Il fatto che proprio nelle stesse ore sia filtrata la notizia di una mega-inchiesta della magistratura di Firenze sulle grandi opere, ha sottolineato l’urgenza del provvedimento. Per l’ennesima volta, i giudici sono arrivati prima del sistema politico: a conferma della difficoltà, o della non volontà di vedere i fenomeni di malaffare collegati agli appalti soprattutto a livello locale. Non è ancora chiaro, tuttavia, se e quanto le indagini avranno riflessi sul governo; e in particolare sul ministro Maurizio Lupi, chiamato in causa politicamente come responsabile delle Infrastrutture. Lupi ha detto di essere «con la magistratura», e offerto «massima disponibilità».

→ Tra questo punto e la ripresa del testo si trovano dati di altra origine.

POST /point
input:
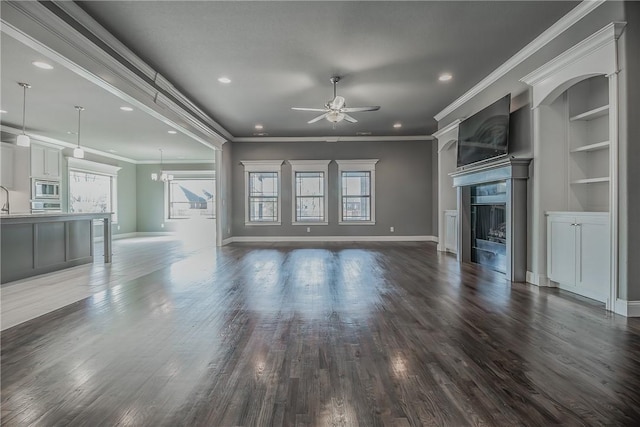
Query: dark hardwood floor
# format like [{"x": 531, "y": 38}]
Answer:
[{"x": 325, "y": 335}]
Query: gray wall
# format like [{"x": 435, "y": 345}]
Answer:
[
  {"x": 150, "y": 196},
  {"x": 403, "y": 186},
  {"x": 226, "y": 190}
]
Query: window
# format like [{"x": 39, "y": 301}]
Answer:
[
  {"x": 92, "y": 187},
  {"x": 262, "y": 184},
  {"x": 191, "y": 198},
  {"x": 357, "y": 191},
  {"x": 309, "y": 178}
]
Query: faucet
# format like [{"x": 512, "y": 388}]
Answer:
[{"x": 5, "y": 207}]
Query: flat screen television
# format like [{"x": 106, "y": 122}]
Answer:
[{"x": 485, "y": 135}]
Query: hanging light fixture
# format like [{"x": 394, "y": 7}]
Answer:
[
  {"x": 163, "y": 176},
  {"x": 24, "y": 140},
  {"x": 78, "y": 152}
]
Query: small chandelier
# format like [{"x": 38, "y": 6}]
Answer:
[
  {"x": 162, "y": 176},
  {"x": 78, "y": 152},
  {"x": 24, "y": 140}
]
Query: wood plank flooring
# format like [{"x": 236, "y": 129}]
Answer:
[{"x": 383, "y": 334}]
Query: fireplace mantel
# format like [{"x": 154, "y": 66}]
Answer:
[
  {"x": 508, "y": 168},
  {"x": 514, "y": 173}
]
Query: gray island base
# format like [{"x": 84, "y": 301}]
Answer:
[{"x": 33, "y": 244}]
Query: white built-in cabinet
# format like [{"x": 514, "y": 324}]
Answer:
[
  {"x": 578, "y": 252},
  {"x": 45, "y": 162}
]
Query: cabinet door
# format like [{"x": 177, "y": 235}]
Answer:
[
  {"x": 38, "y": 161},
  {"x": 52, "y": 163},
  {"x": 561, "y": 250},
  {"x": 6, "y": 178},
  {"x": 592, "y": 238}
]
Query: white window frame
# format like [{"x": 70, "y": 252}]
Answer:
[
  {"x": 185, "y": 174},
  {"x": 309, "y": 166},
  {"x": 87, "y": 166},
  {"x": 262, "y": 166},
  {"x": 364, "y": 165}
]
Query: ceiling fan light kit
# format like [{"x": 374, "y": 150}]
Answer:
[{"x": 336, "y": 110}]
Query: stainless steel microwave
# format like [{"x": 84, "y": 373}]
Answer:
[{"x": 42, "y": 189}]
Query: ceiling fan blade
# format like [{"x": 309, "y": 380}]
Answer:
[
  {"x": 359, "y": 109},
  {"x": 349, "y": 118},
  {"x": 337, "y": 103},
  {"x": 317, "y": 119},
  {"x": 308, "y": 109}
]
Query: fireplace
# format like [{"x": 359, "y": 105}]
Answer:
[{"x": 492, "y": 216}]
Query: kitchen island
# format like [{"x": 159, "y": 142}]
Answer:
[{"x": 33, "y": 244}]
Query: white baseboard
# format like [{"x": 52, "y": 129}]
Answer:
[
  {"x": 538, "y": 280},
  {"x": 275, "y": 239},
  {"x": 627, "y": 308}
]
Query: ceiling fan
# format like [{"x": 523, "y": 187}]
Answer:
[{"x": 336, "y": 110}]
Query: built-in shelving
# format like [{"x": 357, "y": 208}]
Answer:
[
  {"x": 604, "y": 145},
  {"x": 589, "y": 145},
  {"x": 591, "y": 114}
]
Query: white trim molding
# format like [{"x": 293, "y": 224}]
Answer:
[
  {"x": 595, "y": 55},
  {"x": 321, "y": 166},
  {"x": 276, "y": 239},
  {"x": 563, "y": 24},
  {"x": 363, "y": 165},
  {"x": 253, "y": 166}
]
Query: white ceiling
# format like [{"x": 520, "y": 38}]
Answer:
[{"x": 279, "y": 55}]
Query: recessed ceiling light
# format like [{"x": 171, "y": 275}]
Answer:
[{"x": 43, "y": 65}]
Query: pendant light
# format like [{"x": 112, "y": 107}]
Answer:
[
  {"x": 24, "y": 140},
  {"x": 162, "y": 176},
  {"x": 78, "y": 152}
]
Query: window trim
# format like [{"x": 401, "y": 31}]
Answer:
[
  {"x": 87, "y": 166},
  {"x": 205, "y": 174},
  {"x": 262, "y": 166},
  {"x": 363, "y": 165},
  {"x": 309, "y": 166}
]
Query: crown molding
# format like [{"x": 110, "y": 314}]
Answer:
[
  {"x": 65, "y": 144},
  {"x": 563, "y": 24},
  {"x": 448, "y": 128},
  {"x": 591, "y": 44},
  {"x": 334, "y": 138}
]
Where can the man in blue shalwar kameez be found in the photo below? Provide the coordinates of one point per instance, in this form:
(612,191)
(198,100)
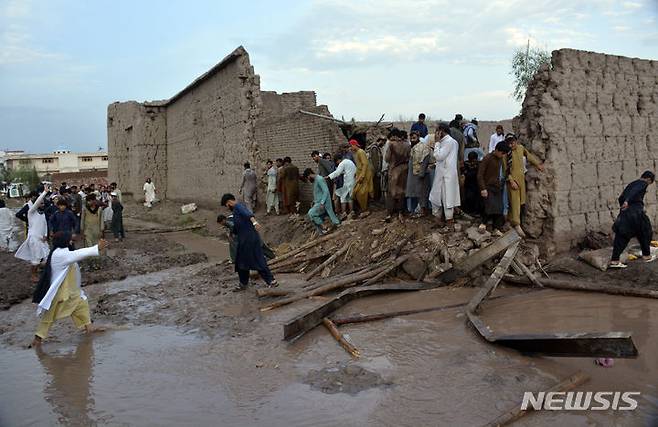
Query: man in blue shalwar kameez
(249,254)
(322,206)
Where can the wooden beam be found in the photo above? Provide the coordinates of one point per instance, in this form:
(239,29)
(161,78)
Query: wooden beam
(526,271)
(333,330)
(494,279)
(303,248)
(478,258)
(304,322)
(573,285)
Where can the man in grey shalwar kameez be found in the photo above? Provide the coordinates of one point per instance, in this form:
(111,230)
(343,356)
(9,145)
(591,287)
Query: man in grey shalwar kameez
(249,187)
(418,176)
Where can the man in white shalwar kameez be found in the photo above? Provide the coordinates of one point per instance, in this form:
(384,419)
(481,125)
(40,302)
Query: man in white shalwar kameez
(58,293)
(445,188)
(149,193)
(347,169)
(35,248)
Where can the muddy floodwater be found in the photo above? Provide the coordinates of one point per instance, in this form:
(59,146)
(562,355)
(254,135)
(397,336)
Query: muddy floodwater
(425,369)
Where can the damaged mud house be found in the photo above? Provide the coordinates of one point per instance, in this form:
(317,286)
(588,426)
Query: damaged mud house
(592,117)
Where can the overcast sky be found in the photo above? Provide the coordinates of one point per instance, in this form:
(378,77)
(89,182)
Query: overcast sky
(62,62)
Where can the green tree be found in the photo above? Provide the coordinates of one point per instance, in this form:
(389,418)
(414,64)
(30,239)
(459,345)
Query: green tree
(27,176)
(525,63)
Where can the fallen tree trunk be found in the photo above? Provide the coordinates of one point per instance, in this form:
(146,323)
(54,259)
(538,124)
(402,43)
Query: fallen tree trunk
(387,270)
(331,259)
(494,279)
(526,271)
(362,318)
(340,338)
(304,247)
(570,285)
(515,413)
(349,280)
(272,292)
(304,322)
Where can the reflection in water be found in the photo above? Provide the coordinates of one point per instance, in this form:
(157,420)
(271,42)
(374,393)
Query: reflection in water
(68,390)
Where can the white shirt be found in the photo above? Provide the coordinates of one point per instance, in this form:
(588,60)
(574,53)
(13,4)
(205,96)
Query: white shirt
(347,168)
(494,140)
(271,179)
(61,260)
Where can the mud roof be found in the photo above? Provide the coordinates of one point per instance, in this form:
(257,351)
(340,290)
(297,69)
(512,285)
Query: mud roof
(239,51)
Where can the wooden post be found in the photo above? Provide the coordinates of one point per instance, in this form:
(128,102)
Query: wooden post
(340,338)
(494,279)
(572,285)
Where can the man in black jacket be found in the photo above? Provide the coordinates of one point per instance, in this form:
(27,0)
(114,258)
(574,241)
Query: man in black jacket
(632,221)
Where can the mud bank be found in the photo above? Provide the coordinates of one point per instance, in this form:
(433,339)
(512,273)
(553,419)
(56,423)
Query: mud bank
(184,349)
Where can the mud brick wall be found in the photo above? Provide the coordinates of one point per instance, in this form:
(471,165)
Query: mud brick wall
(594,119)
(295,135)
(136,146)
(209,135)
(194,144)
(275,104)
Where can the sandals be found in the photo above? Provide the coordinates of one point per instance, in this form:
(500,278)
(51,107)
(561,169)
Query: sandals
(617,265)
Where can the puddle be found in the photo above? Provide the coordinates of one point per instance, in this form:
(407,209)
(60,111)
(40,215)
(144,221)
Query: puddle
(426,369)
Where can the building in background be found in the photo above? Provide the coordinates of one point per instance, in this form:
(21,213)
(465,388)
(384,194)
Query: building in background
(62,165)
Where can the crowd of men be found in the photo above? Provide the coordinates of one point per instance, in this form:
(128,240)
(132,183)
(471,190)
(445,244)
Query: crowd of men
(85,213)
(414,175)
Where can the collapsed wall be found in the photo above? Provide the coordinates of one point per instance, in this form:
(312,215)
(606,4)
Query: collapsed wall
(594,119)
(194,144)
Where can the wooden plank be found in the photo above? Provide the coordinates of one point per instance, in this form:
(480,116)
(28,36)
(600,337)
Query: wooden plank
(573,285)
(584,344)
(302,248)
(478,258)
(516,412)
(309,320)
(304,322)
(526,271)
(333,330)
(494,279)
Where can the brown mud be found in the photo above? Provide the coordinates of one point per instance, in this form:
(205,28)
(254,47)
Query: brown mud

Il timore del governo, come anche del sindaco di Firenze, Dario Nardella, è che le inchieste possano bloccare i cantieri. «Le opere debbono andare avanti», si sente dire all’unisono. Il problema è che tra i sospettati compaiono amministratori, faccendieri ed ex politici, alcuni dei quali sono presenze fisse anche in alcuni scandali del passato; e questo è l’aspetto più sconcertante. In più, ci sono settori del Pd tentati di utilizzare la vicenda per ricalibrare i rapporti con il Nuovo centrodestra di Angelino Alfano, di cui Lupi è un esponente. Matteo Renzi per adesso non si pronuncia: vuole che sia il ministro a difendersi di fronte alla richiesta di chiarire i contorni politici dell’inchiesta in Parlamento.

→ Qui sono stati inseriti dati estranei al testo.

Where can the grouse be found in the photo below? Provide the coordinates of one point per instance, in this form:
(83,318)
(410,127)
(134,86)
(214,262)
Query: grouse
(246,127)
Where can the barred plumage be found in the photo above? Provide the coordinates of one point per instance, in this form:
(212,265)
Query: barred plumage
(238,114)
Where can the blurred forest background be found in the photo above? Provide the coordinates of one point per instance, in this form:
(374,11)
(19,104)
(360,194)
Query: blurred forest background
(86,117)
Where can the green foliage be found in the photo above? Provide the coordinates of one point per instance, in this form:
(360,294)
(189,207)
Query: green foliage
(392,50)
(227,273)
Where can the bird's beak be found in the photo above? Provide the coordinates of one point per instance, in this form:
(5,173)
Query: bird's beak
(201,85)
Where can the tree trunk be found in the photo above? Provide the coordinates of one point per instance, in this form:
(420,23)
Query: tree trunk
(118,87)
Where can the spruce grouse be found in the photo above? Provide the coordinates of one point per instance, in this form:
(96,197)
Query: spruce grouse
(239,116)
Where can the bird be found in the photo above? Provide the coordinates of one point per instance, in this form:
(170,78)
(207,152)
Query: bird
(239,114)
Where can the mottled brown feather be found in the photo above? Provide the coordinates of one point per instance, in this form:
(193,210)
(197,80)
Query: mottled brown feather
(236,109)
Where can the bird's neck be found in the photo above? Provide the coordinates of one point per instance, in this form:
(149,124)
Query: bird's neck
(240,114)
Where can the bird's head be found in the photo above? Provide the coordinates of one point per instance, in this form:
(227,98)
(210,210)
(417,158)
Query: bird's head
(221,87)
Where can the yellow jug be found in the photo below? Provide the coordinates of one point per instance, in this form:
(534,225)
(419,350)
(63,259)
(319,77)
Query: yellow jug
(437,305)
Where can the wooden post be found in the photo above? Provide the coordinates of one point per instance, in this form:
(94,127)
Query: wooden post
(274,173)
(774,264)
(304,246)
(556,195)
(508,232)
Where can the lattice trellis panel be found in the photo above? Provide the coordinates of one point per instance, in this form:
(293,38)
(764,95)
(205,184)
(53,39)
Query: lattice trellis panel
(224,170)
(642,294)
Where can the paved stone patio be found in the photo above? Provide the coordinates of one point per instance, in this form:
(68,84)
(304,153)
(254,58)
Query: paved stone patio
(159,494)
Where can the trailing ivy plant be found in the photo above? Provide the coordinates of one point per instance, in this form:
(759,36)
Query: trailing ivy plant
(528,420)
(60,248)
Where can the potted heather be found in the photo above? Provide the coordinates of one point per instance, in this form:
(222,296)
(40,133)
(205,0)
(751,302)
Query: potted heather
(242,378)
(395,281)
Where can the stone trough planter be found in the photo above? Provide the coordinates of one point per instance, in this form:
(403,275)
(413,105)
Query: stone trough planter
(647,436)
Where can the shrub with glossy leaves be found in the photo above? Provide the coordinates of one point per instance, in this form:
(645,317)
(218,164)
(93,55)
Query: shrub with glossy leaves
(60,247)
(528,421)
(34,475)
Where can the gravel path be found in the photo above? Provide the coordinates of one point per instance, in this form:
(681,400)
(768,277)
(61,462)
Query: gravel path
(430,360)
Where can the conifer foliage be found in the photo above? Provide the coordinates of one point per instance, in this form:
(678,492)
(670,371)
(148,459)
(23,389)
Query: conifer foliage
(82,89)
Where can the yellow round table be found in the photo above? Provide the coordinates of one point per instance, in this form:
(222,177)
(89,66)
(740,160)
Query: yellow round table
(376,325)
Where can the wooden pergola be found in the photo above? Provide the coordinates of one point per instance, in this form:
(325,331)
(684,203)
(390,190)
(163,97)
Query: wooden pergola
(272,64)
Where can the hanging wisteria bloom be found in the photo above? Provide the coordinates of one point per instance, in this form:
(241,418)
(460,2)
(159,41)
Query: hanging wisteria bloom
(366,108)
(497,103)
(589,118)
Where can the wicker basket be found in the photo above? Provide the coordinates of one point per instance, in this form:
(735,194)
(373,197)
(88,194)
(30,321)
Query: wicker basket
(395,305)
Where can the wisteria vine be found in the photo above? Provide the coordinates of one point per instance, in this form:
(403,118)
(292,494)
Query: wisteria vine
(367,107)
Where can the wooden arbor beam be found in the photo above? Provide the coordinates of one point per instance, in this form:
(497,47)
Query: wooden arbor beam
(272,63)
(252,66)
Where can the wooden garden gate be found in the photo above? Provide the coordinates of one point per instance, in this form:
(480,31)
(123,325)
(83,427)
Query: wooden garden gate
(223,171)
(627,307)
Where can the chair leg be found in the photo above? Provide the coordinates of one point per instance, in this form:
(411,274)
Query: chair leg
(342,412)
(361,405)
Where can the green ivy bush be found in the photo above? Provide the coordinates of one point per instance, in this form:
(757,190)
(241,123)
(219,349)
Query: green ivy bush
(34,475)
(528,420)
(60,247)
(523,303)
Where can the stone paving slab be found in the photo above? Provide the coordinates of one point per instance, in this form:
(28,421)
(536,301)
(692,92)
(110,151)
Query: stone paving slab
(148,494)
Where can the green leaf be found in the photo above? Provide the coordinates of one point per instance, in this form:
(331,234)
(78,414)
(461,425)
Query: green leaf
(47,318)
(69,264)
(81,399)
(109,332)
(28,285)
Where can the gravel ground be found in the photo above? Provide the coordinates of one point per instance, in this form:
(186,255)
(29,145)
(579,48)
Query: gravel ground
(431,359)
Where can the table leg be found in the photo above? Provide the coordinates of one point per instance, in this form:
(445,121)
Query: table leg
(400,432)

Il coordinatore di Ncd, Gaetano Quagliariello, vede già il rischio di una crepa. «La trasparenza è cosa ben diversa dal fango mediatico nel ventilatore azionato contro persone estranee a qualsiasi accusa e semplicemente citate in atti giudiziari che riguardano altri», avverte alludendo a Lupi.
La vicinanza con le elezioni regionali di fine maggio garantisce l’inevitabilità di un uso politico di quanto sta avvenendo: tanto più perché le responsabilità sono ancora tutte da approfondire. Ma il Sel già chiede le dimissioni di Lupi. E il Movimento 5 Stelle, di Lupi e del premier Renzi.
La vicenda ha un rimbalzo internazionale che segna di nuovo l’immagine dell’Italia.
E implica un doppio rischio. Può incrinare l’alleanza tra Pd e Ncd, indebolendola proprio mentre Renzi cerca di stabilizzare anche economicamente la situazione; e delegittimare l’intera classe politica, favorendo la supplenza che alcuni magistrati finiscono per evocare: come il capo dell’Anticorruzione, Raffaele Cantone, che ieri è stato ricevuto dal capo dello Stato, Sergio Mattarella, ed ha chiesto di cambiare alcune norme della legge Severino. Richiesta respinta, per ora, dal premier.